Globe editors have posted this research report with permission of Mawer Investment Management Ltd. This should not be construed as an endorsement of the report's recommendations. For more on The Globe's disclaimers please read here. The following is excerpted from the report:
In 1845, Scottish poet and author, William Aytoun, published his satire, How we got up the Glenmutchkin Railway, and how we got out of it. His story focused on the railway stock frenzy that gripped Great Britain, with the aim of bringing awareness to what he saw as madness, "if anyone ha[d] the sense to see it."
By the mid-1840s, British Railway Mania was nearing its zenith. In 1845, total railway revenues were £6 million (already about 1% of GDP and 10% of government spending) yet British investors were expecting them to grow to £60 million by 1852! Even prominent intellectuals such as Charles Darwin, John Stuart Mill and the Brontë sisters were enveloped in this collective delusion—they had invested heavily into railway stocks even though none of them knew much about rail. The ending of this story should not be surprising: the mania created a bubble, the bubble eventually burst, and railway investors suffered extensive losses.

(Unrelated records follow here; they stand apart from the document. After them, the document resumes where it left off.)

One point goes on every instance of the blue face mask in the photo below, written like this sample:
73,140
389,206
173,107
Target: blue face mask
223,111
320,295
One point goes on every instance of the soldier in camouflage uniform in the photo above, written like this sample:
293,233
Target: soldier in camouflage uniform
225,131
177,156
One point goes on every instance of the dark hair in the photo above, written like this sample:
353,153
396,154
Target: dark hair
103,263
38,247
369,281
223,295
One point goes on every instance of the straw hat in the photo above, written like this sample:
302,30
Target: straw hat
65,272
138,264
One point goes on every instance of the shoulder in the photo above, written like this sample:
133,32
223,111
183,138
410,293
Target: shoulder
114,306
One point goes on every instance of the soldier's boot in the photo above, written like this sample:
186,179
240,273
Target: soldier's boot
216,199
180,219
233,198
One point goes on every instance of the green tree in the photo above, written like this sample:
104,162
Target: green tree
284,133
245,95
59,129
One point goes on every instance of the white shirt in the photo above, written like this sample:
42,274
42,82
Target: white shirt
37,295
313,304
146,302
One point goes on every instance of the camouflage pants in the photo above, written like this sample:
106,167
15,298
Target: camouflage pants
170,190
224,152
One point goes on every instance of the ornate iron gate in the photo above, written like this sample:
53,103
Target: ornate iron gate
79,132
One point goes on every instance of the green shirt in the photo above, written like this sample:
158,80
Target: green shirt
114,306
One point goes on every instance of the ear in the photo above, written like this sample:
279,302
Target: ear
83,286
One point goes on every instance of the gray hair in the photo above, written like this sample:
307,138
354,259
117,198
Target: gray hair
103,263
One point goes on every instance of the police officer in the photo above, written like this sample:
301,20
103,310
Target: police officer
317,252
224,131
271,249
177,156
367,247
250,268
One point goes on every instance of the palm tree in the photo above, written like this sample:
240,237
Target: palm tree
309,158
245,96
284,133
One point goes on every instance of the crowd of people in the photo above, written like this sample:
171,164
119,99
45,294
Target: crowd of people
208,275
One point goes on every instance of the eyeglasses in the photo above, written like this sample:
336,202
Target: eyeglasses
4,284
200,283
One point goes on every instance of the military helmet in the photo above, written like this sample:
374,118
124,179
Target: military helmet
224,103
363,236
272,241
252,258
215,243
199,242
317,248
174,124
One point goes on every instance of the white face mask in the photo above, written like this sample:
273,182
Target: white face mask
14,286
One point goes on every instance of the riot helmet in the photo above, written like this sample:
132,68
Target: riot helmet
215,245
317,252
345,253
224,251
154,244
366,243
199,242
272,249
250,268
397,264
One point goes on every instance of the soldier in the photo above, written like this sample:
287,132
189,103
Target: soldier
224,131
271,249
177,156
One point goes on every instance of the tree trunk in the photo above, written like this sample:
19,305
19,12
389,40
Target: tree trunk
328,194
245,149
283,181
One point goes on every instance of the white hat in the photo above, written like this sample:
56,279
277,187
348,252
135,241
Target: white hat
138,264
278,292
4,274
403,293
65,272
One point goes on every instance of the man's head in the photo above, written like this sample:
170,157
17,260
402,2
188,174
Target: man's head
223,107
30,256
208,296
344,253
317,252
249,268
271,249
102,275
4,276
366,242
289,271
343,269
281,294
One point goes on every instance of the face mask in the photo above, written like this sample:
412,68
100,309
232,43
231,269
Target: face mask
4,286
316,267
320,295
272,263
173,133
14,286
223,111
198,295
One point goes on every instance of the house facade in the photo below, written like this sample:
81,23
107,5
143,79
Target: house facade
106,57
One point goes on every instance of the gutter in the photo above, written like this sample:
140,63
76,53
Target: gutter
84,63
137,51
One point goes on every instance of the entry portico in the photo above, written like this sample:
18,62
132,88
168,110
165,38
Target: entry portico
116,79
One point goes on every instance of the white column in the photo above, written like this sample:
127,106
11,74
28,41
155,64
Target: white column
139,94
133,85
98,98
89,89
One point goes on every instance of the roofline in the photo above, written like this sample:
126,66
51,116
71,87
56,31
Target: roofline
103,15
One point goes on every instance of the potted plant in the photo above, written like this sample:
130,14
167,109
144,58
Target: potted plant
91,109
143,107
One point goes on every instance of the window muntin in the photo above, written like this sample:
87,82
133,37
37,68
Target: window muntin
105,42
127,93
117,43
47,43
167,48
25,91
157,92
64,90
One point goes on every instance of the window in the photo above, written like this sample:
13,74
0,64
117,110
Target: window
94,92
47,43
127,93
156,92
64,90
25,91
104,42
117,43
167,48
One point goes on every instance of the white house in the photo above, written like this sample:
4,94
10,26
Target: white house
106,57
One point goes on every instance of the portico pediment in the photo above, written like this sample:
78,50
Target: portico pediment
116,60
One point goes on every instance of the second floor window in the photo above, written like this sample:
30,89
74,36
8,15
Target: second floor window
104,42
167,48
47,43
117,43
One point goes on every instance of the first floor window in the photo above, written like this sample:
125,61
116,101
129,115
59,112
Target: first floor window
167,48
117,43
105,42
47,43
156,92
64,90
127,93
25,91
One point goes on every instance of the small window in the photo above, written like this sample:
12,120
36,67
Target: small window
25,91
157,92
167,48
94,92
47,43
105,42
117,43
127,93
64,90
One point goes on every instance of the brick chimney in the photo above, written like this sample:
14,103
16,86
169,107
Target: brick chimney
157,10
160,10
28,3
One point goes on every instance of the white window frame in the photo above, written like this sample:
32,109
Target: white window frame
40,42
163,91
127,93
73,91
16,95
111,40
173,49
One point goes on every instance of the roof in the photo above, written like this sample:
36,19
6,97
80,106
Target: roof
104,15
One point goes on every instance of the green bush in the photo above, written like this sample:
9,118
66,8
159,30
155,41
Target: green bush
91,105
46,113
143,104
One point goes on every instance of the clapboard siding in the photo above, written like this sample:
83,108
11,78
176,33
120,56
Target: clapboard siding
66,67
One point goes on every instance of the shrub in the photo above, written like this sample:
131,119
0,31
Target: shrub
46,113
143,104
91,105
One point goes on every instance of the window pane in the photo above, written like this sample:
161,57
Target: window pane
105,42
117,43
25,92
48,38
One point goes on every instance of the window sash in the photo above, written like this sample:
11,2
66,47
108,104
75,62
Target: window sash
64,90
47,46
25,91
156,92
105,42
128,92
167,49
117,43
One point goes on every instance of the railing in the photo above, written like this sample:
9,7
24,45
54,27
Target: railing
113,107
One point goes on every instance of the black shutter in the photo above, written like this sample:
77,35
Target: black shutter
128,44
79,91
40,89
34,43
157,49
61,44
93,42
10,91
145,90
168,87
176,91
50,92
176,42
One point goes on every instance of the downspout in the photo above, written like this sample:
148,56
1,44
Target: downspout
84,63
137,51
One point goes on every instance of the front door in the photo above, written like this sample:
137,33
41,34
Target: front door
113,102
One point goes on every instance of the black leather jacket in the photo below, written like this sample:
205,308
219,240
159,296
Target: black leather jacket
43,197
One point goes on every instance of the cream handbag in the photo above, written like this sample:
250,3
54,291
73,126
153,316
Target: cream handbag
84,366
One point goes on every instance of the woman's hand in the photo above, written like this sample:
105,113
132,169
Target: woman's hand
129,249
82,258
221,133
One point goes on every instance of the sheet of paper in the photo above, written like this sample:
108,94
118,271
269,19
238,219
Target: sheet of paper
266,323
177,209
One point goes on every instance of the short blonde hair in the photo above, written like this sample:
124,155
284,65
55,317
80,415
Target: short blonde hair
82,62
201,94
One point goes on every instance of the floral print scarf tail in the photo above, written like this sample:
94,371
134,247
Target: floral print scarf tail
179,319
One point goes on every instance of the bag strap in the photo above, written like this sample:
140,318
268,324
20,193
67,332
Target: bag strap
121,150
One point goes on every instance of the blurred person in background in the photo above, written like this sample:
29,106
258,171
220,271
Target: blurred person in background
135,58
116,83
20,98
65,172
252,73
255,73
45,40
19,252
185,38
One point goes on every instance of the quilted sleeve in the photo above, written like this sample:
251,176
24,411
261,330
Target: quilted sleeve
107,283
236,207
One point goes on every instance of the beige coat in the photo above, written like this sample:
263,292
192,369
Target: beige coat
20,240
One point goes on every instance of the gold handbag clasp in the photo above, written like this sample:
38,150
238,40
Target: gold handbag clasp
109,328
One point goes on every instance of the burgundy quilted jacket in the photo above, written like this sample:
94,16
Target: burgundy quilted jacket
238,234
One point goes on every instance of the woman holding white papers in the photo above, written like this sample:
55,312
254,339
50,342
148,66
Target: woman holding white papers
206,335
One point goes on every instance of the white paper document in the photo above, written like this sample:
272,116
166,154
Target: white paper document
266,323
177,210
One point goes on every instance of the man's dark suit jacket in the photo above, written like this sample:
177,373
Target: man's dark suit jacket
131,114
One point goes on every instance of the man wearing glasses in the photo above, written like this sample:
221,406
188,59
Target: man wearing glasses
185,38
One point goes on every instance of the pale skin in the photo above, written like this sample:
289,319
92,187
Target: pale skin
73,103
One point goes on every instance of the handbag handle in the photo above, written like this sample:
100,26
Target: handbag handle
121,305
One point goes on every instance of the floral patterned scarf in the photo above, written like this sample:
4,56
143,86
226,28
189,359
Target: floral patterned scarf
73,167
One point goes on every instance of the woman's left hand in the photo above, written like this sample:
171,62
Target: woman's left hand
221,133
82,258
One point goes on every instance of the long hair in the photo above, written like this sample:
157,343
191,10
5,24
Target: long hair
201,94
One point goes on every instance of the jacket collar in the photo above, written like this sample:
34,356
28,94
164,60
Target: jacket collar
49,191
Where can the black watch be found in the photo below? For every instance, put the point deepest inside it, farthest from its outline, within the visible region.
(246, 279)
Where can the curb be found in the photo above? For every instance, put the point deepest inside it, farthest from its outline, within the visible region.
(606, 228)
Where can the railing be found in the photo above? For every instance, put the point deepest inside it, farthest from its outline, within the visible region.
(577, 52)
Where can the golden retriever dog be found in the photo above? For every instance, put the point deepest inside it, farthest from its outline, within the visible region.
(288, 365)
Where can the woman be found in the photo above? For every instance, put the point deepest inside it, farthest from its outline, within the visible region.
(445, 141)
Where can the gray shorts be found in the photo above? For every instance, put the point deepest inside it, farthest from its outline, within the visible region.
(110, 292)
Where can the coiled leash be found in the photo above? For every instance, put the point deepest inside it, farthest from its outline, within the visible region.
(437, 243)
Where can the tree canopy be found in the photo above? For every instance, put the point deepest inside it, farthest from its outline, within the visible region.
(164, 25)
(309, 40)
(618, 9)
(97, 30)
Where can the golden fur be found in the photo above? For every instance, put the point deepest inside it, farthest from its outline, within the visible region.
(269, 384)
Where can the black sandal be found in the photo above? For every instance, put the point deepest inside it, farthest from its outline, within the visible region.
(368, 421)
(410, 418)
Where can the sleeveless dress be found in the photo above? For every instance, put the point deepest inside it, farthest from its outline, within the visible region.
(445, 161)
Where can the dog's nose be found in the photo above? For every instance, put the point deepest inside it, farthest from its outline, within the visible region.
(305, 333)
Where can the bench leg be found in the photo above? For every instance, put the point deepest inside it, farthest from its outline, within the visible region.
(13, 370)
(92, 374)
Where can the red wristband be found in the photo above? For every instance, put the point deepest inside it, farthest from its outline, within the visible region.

Readers may ask: why is this relevant today? The answer is that British Railway Mania is an excellent example of a pattern – the technology hype cycle – that has occurred repeatedly throughout history. This pattern is critical for investors to understand because, first, technology shapes so much of our economies and society, and, second, it is so timely: discussions of technology are seemingly everywhere these days. Indeed, it feels like a giant wave of change is rising beneath us! And it is this collective knowing that this time is different that makes this mood analogous to the 1840s and a review of the hype cycle so worthwhile.